The family banded together and began cleaning up the hulls of the craft in preparation for the transplant with B-9's help. Locksmith watched from a distance alongside Debbie the Bloop staring down them down watching them peel the metal off the craft then put it on to a makeshift sled on to the unnaturally long porcupine.

It was easy leading the porcupine to and from; dangling a basket of berries in front of it and feeding it every so often leading it to the craft.

It stirred a lot of laughter initially from Penny and Don.

Even Doctor Locksmith's avoidance using his back as a excuse not to be part of the effort.


"Say, Doctor Locksmith do you know what galaxy we are in?" John asked, that following afternoon.

Locksmith was in the middle of eating a chicken leg for lunch when he dropped it to the table then dabbed around his mouth and looked up toward the younger man raising his brows at once

"Excuse me?" Locksmith asked.

"We are not in the milky way galaxy." John said.

"How can you tell?" He lifted a brow.

"It is warped and twisted." John said.

"John. . ." Locksmith paused. "I don't know how to tell you this without you correcting me. . ."

"But?" John asked.

"The milky way is twisted and warped." Locksmith said.

"But it is spiral and very flat." Maureen said.

Locksmith looked at him, incredulously, at the same time as B-9 turned his attention upon him.

"A twisted and warped spiral." B-9 said.

"How do you know that?" Maureen asked, looking at him, turning away from the slowly being expanded space van. "How can you be sure that is correct?"

"For one thing, we befriended some scientists aboard the detention center and got a better look of where we were," Locksmith said.

"I tested the equipment," B-9 said. "It was working adequately."

"Including how far that we are away from our wormhole leading to the area of space that we belong in.
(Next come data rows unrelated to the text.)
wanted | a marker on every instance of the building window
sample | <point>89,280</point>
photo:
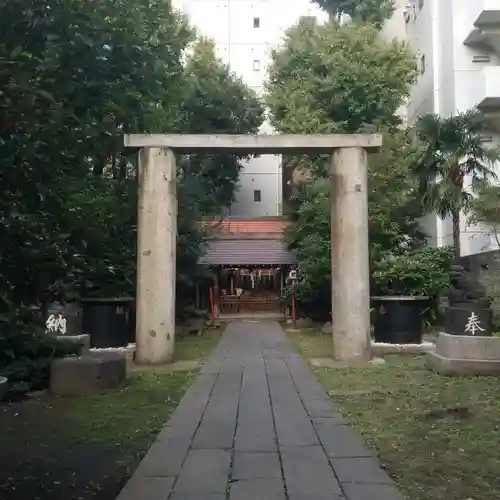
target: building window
<point>422,65</point>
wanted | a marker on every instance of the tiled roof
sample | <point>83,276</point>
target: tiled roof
<point>236,226</point>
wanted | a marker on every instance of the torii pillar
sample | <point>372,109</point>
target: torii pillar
<point>157,232</point>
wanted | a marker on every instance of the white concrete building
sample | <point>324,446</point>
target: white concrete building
<point>245,33</point>
<point>457,43</point>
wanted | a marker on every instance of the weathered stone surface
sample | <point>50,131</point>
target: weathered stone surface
<point>258,399</point>
<point>147,488</point>
<point>94,372</point>
<point>359,470</point>
<point>340,441</point>
<point>466,347</point>
<point>307,471</point>
<point>204,471</point>
<point>465,367</point>
<point>357,491</point>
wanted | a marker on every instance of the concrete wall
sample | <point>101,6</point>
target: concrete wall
<point>247,50</point>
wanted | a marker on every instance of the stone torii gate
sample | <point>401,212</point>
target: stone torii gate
<point>157,232</point>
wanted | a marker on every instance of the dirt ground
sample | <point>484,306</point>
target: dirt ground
<point>79,449</point>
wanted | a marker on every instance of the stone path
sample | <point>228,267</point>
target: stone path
<point>257,425</point>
It is very far away." Locksmith elaborated. "So far away that it requires a entire destruction of a massive ship just about the size of Fantasia Stazion to send us fast enough to the wormhole right into the time that we belong."
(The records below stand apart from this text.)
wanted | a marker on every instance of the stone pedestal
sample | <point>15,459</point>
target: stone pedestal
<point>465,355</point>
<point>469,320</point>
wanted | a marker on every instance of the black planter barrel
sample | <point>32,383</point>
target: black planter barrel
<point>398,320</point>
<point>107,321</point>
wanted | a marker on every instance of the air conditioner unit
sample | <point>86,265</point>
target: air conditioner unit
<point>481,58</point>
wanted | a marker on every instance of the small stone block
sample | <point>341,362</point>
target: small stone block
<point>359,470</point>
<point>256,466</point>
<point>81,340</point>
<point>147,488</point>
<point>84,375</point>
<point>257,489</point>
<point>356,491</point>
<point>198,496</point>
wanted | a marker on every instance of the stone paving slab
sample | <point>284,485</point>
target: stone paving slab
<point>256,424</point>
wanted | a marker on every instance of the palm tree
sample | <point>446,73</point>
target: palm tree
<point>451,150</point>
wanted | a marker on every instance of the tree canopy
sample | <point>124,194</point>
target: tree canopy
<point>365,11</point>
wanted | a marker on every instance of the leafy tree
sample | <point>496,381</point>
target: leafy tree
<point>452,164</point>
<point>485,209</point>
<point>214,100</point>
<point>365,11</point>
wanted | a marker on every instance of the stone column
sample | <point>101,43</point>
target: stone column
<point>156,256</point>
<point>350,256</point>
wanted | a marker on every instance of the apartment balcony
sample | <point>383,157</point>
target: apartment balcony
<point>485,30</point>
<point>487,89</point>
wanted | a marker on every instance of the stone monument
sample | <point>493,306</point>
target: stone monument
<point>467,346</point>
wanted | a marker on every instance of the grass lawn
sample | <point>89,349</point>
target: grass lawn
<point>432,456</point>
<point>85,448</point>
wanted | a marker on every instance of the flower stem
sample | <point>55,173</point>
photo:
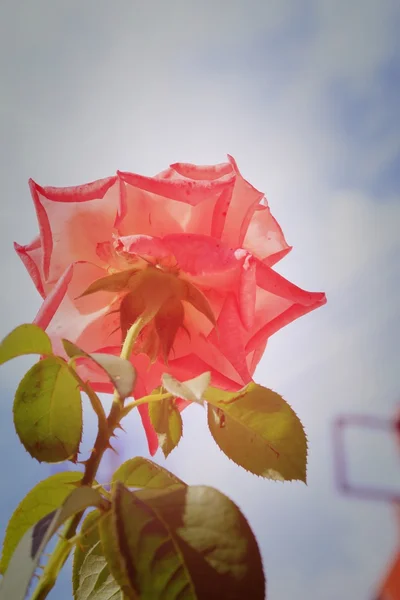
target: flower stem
<point>64,546</point>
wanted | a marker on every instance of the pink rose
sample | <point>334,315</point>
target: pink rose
<point>214,241</point>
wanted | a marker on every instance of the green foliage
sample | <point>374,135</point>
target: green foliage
<point>25,339</point>
<point>121,372</point>
<point>26,557</point>
<point>91,577</point>
<point>48,411</point>
<point>141,472</point>
<point>259,431</point>
<point>191,543</point>
<point>46,496</point>
<point>167,422</point>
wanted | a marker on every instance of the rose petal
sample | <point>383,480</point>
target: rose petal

"Without outliving the rest of our unit." B-9 finished.

"And that." Locksmith said. "Is a very a ideal situation."

The Robinsons stopped and stared at his direction.

"You need to blow up a entire mothership just to get home?" John asked. "You could just use a worm hole tunnel to get there."
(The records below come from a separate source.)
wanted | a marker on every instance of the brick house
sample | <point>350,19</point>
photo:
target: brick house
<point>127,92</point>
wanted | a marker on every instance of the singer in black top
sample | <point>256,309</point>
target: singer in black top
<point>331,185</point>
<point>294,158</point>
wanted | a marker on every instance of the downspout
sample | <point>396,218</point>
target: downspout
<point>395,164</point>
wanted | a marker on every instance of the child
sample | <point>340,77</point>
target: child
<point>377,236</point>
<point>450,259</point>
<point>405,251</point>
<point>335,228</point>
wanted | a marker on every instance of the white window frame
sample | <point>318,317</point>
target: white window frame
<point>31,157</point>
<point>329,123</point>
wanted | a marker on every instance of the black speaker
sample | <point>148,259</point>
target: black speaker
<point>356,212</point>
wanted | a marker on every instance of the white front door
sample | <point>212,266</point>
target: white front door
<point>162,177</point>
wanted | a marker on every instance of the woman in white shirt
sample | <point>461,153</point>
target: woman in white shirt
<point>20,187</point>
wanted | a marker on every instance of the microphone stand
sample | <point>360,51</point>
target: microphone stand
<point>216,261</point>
"But I don't have it," Locksmith said.

"The Jupiter 2 has one." John said.

"It will be a one time use," Locksmith said. "And I doubt the professor would like to entertain using one without a very thorough star chart."

"We would be more lost than before," B-9 said. "For sure."

"Indeed, we would." Locksmith said.

"You could reuse the engine for something else," John said. "Like luring what you want there at a reasonable distance to your wormhole and set off the explosion that you want."

"I would hate to use it since it is very important to your quest," Locksmith said. "It is the Alpha Centauri system that you are headed to."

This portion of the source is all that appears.